好きの定義、とは一体どのようなことを指すのだろうか。もっともそんなことは人によって違う訳であるから、明確に定義できるものではないとは分かっているけれど、何故だか僕はそんなことを考えてしまう。
例えば僕は『その人がいないと寂しい』とか『その人が悲しいと自分も悲しい』と思うことが好きということだろうな、と漠然に考えているけれど、それが全てという訳ではないし、「なぜそう思うのか?」と問われても「なんとなく…」と曖昧なことしか答えられない。だけど僕にとっては、それが人を好きと思う定義なのだと知っている。というよりも、それ以外に人を好きになる方法を知らないだけなのかもしれないが。
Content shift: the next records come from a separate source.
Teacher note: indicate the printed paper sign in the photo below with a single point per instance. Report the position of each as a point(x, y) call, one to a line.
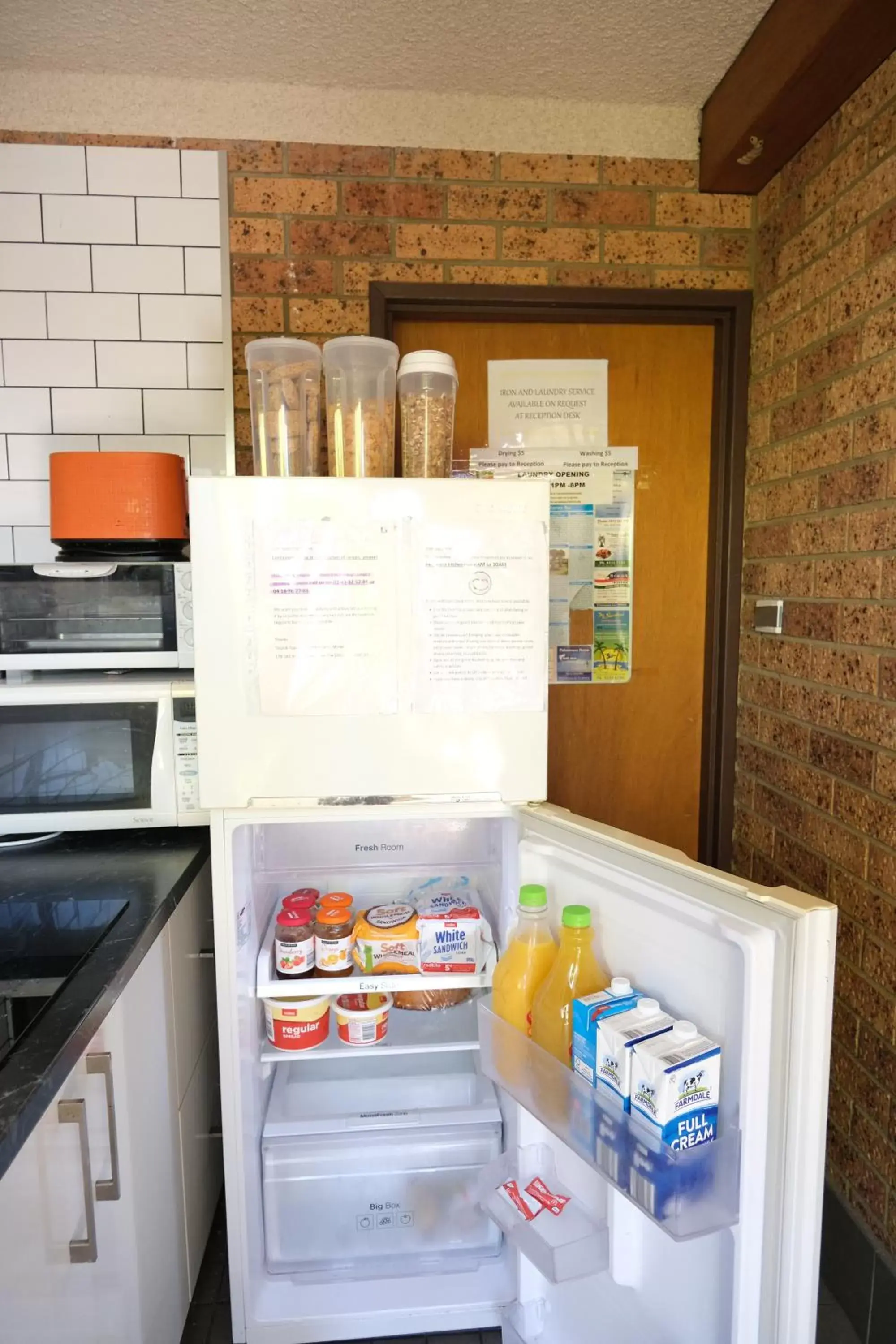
point(548, 402)
point(327, 639)
point(480, 619)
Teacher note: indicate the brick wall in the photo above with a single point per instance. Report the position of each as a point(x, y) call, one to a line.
point(312, 225)
point(817, 732)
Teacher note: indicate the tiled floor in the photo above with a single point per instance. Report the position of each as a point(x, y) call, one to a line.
point(209, 1320)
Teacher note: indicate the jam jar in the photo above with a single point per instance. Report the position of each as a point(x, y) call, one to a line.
point(295, 944)
point(334, 939)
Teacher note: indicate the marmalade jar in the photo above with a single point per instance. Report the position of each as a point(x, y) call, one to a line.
point(334, 939)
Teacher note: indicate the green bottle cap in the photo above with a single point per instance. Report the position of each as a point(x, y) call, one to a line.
point(534, 897)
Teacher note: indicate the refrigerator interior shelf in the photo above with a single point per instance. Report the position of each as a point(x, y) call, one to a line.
point(269, 987)
point(562, 1245)
point(409, 1034)
point(523, 1323)
point(685, 1194)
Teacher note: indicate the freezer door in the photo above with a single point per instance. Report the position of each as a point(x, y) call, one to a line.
point(362, 639)
point(754, 969)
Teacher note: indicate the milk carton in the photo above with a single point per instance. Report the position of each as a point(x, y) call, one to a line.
point(675, 1086)
point(586, 1015)
point(617, 1039)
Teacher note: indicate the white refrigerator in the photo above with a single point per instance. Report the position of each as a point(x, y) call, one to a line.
point(371, 689)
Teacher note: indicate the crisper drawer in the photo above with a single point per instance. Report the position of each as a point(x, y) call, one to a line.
point(331, 1203)
point(378, 1164)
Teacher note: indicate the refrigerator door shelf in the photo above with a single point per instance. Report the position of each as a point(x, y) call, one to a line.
point(562, 1246)
point(269, 987)
point(684, 1194)
point(409, 1033)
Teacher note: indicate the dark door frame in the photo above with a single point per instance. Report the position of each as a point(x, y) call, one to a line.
point(728, 312)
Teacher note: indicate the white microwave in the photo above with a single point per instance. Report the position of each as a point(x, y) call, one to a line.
point(90, 753)
point(72, 615)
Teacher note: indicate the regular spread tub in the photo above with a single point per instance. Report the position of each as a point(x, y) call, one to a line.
point(363, 1019)
point(297, 1023)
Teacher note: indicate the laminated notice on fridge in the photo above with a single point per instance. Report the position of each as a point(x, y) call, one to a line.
point(327, 624)
point(481, 609)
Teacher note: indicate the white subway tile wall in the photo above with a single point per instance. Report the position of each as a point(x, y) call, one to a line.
point(111, 318)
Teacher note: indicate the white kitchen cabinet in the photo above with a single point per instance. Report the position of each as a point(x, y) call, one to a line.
point(93, 1211)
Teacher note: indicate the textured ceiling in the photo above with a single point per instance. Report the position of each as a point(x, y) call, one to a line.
point(610, 52)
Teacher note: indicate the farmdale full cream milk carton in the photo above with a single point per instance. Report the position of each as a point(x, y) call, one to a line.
point(587, 1014)
point(617, 1039)
point(675, 1085)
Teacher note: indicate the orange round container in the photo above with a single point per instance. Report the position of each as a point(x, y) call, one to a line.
point(117, 498)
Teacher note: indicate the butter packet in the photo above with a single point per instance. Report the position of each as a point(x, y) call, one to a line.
point(675, 1086)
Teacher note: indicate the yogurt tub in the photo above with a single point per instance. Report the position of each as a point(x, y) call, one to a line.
point(297, 1023)
point(363, 1019)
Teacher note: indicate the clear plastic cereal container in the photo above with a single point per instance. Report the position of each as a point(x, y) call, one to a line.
point(428, 394)
point(285, 405)
point(361, 405)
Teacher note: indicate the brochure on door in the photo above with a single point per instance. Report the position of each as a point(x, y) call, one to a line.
point(591, 553)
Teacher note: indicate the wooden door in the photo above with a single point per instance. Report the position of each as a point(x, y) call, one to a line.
point(625, 754)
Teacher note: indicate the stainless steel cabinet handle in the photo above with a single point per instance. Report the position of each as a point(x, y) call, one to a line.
point(81, 1252)
point(101, 1064)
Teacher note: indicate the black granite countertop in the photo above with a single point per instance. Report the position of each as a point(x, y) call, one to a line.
point(151, 870)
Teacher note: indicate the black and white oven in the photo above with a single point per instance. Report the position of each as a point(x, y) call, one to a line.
point(66, 616)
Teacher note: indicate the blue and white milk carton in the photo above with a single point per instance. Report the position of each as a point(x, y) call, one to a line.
point(675, 1086)
point(586, 1015)
point(617, 1039)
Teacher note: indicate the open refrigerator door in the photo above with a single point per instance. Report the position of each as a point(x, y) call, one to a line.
point(716, 1245)
point(418, 1132)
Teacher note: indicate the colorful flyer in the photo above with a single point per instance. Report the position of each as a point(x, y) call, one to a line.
point(591, 554)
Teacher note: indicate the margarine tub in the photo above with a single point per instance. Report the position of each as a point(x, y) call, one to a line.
point(297, 1023)
point(363, 1019)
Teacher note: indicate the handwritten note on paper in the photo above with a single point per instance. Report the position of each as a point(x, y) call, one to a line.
point(327, 635)
point(548, 404)
point(481, 616)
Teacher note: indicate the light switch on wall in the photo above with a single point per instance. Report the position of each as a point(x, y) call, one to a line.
point(769, 617)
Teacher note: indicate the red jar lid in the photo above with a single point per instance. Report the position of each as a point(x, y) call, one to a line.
point(340, 900)
point(293, 918)
point(300, 901)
もちろん僕の考えを否定する人がおわしますことは知っている。常軌を逸した愛し方も確かに存在していることは歴史が証明している通りだ。我々人類は何十億とも存在しており、尚且つ個々人が『豊かな想像力』を有している。そこにあって生まれた時代が違う、場所が違う、環境が違う、そして、遺伝子が違う。そんな中にあってたった一つでも同じ考えが存在するなどということは、天文学的な確率でありえないのだ。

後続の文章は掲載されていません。